In this patient, we describe the first case of OMS occurring in association with a pNET at an unusually young age. While paraneoplastic syndromes are a well-described complication of neuroendocrine small cell lung cancers, especially anti-Hu associated sensory neuropathy, cerebellar ataxia and encephalomyelitis [11], only a few PNS cases are reported in patients with pNET. Among these are a case of acute cerebellar dysfunction and spastic paraparesis with anti-Ri antibodies [12], an anti-GAD associated encephalomyelitis [13] and an anti-NMDA receptor encephalitis [14].
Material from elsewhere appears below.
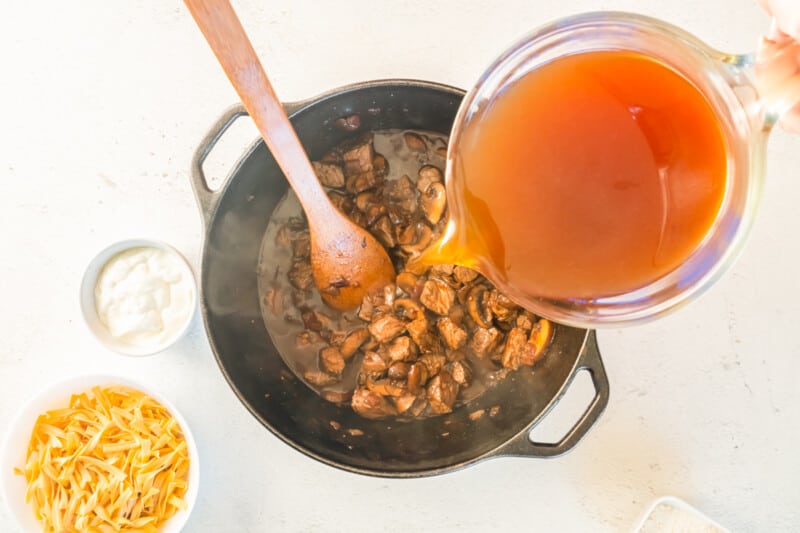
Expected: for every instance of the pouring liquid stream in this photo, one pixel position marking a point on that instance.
(591, 176)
While on average, most patients with P-OMS present in patients over 50 years old, our patient was only 33 years old. In patients under 40 years of age, the most likely cause of OMS is idiopathic, post-infectious, or, in women, paraneoplastic and associated with ovarian teratoma [3, 15]. This case highlights the importance of performing a comprehensive tumor screening in patients at a younger age when OMS is present, according to the novel recommendations of the PNS care panel [10]. Had our patient’s tumor been unknown, her diagnosis could have been missed with only targeted screening for a teratoma.

Treatment of P-OMS is still mostly based on expert opinion due to the lack of prospective studies. In P-OMS, besides treatment of the underlying malignancy, first-line therapy consists of corticosteroids, intravenous immunoglobulins and plasmapheresis, similar to the treatment of autoimmune encephalitis [16]. Of note, our patient did not respond to high dose corticosteroids, but subsequently had a good therapeutic response to plasmapheresis. While systematic evidence is lacking, this case demonstrates the efficacy of plasmapheresis in steroid-refractory cases of P-OMS even in the absence of defined antibodies.

If a palliative setting had not been established, rituximab or cyclophosphamide would have been an option for second-line therapy. While the benefit of these two drugs alone or in combination has been shown in children with OMS for therapy escalation [17], no data exist for adult-onset OMS, and direct translation of the results is difficult.

Our case expands current knowledge on tumors associated with P-OMS and the age group in which it can occur, thus highlighting the importance of a comprehensive tumor evaluation in younger patients. It further adds evidence to the effectiveness of plasmapheresis in severe cases of OMS with a lack of response to first-line therapy.